Bankrupt Industry, Bankrupt Business Model

The airline industry is, by and large, bankrupt.  Google "airlines in bankruptcy 2006" and you’ll see plenty of names: United, American, Delta, Northwest, Aloha, ATA, US Airways.  Since the beginning of commercial air travel, the cumulative profits of this country’s carriers–all airlines, all years–is negative.  That’s right, $14 billion of cumulative losses is the career total for this industry.  (Industry data link.)

Airlines

Operating in a highly capital intensive industry is difficult.  (I devote a section of Businomics: How to Grow Profits Throughout the Economic Cycle to this challenge.)
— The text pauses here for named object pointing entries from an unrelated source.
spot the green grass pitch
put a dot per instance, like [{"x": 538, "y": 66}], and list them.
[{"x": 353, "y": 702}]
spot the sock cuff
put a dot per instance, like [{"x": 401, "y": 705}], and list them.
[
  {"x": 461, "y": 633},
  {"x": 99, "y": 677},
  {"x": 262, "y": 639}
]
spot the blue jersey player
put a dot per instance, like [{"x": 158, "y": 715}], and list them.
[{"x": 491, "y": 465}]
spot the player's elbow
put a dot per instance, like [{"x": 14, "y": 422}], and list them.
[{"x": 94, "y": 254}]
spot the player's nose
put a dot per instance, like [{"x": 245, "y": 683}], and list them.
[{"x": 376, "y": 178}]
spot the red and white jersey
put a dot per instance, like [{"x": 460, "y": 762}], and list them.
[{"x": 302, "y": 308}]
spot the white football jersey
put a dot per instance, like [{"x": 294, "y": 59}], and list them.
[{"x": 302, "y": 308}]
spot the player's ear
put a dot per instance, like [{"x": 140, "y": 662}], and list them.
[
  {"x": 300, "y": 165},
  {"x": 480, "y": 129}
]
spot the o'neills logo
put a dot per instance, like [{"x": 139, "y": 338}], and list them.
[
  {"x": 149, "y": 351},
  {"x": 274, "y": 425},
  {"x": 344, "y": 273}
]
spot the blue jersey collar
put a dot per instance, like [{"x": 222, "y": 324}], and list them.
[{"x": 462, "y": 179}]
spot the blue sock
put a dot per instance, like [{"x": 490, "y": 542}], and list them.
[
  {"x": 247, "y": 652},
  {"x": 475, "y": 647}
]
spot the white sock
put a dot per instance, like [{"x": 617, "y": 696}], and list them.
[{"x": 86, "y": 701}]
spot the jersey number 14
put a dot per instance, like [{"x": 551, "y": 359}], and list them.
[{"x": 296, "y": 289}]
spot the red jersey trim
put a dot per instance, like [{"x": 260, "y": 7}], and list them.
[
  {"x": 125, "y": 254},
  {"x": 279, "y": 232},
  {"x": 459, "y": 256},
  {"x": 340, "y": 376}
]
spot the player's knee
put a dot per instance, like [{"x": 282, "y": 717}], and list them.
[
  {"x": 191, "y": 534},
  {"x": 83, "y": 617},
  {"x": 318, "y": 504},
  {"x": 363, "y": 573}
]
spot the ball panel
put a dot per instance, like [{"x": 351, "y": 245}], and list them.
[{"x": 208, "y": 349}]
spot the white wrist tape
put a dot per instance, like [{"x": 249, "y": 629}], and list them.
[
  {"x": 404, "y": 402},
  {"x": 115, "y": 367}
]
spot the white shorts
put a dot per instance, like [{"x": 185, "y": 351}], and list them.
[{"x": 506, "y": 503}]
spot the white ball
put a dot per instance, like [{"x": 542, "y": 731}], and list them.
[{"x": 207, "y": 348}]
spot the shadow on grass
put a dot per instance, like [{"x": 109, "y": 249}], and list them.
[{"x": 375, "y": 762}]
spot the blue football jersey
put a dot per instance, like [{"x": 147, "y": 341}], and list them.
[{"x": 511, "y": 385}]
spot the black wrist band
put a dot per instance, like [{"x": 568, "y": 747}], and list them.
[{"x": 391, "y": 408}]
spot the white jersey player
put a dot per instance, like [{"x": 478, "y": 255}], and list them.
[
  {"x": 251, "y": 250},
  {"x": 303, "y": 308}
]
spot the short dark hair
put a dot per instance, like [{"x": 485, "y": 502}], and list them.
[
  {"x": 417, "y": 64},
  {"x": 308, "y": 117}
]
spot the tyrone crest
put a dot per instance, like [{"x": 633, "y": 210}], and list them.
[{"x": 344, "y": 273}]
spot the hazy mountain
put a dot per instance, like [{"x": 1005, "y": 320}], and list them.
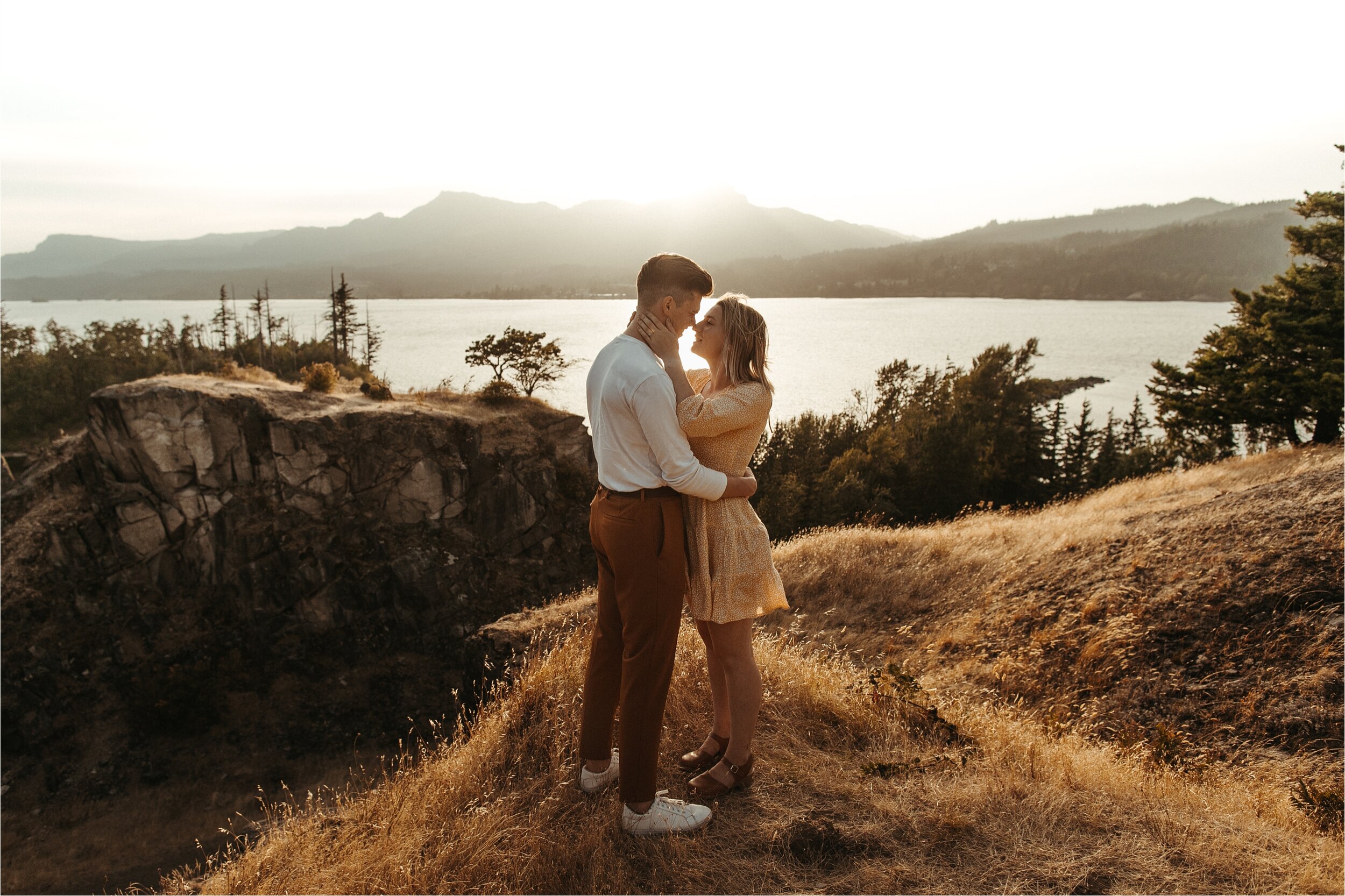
[
  {"x": 1239, "y": 247},
  {"x": 1102, "y": 219},
  {"x": 458, "y": 241}
]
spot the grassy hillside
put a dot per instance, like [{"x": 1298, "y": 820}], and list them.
[{"x": 1028, "y": 634}]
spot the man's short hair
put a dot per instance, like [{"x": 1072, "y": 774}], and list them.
[{"x": 670, "y": 275}]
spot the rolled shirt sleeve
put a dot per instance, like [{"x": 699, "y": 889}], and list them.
[{"x": 655, "y": 408}]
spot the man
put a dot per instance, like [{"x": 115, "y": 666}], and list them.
[{"x": 635, "y": 522}]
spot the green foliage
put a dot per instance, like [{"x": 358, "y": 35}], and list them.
[
  {"x": 342, "y": 319},
  {"x": 497, "y": 392},
  {"x": 376, "y": 389},
  {"x": 319, "y": 377},
  {"x": 938, "y": 442},
  {"x": 1279, "y": 365},
  {"x": 49, "y": 373},
  {"x": 521, "y": 355}
]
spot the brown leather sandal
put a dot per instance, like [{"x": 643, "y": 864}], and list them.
[
  {"x": 706, "y": 786},
  {"x": 700, "y": 760}
]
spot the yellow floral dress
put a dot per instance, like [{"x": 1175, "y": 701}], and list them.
[{"x": 728, "y": 551}]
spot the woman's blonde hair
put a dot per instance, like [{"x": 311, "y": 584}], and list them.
[{"x": 744, "y": 341}]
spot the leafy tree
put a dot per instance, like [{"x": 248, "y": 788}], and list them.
[
  {"x": 525, "y": 357},
  {"x": 1279, "y": 365},
  {"x": 537, "y": 362},
  {"x": 493, "y": 353}
]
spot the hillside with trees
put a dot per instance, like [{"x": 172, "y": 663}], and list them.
[
  {"x": 1200, "y": 259},
  {"x": 456, "y": 244},
  {"x": 463, "y": 245}
]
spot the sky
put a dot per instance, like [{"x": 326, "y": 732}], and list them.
[{"x": 170, "y": 120}]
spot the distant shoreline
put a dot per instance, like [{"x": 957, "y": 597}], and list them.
[{"x": 211, "y": 302}]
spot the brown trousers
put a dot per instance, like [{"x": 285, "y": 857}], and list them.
[{"x": 641, "y": 545}]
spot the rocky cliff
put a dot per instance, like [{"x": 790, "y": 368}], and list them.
[{"x": 268, "y": 572}]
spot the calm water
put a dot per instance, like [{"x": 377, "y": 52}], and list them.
[{"x": 821, "y": 349}]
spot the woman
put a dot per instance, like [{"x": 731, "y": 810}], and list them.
[{"x": 731, "y": 576}]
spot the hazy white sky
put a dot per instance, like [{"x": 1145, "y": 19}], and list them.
[{"x": 166, "y": 120}]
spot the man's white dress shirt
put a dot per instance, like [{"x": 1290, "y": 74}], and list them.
[{"x": 633, "y": 417}]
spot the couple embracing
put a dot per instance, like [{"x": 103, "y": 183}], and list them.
[{"x": 671, "y": 524}]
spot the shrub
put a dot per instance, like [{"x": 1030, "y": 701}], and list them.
[
  {"x": 246, "y": 373},
  {"x": 376, "y": 389},
  {"x": 319, "y": 377},
  {"x": 497, "y": 392}
]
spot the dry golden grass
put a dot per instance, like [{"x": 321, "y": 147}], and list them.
[
  {"x": 1208, "y": 599},
  {"x": 245, "y": 373},
  {"x": 498, "y": 812},
  {"x": 1058, "y": 642}
]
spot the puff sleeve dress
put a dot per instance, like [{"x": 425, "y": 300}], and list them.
[{"x": 730, "y": 571}]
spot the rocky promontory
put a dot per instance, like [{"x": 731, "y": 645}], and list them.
[{"x": 225, "y": 568}]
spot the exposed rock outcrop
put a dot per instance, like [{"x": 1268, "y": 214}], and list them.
[{"x": 276, "y": 568}]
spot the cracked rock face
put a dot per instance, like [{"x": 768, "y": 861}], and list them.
[{"x": 208, "y": 538}]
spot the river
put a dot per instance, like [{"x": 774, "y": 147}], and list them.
[{"x": 821, "y": 349}]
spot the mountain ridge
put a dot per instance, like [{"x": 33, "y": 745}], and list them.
[
  {"x": 456, "y": 229},
  {"x": 462, "y": 245}
]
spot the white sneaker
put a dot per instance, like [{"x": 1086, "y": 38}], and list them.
[
  {"x": 666, "y": 817},
  {"x": 593, "y": 782}
]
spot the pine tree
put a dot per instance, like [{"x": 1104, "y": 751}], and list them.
[
  {"x": 1279, "y": 365},
  {"x": 273, "y": 323},
  {"x": 222, "y": 322},
  {"x": 1079, "y": 452},
  {"x": 373, "y": 339},
  {"x": 257, "y": 309},
  {"x": 342, "y": 319}
]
However, utter lack of common sense has to enter into the industry’s problems.  I recently looked into flying my son home from college for the summer.  He goes to Worcester Polytechnic Institute in Massachusetts.  The cost of a round-trip ticket, Boston to Portland and back,  is about $321.  We weren’t sure of the return date for the fall term, so I looked at the cost of a one-way ticket:  $585.  So the airlines are begging us one-way travelers to buy a roundtrip ticket and then throw away the second half.  Then the airlines find plenty of no-shows, so they overbook their flights.  When they’re wrong about the number of no-shows, they buy off travelers to take a later flight, or they bump travelers.  Either way, the practice shows no respect for the customers.  No wonder they airlines are bankrupt.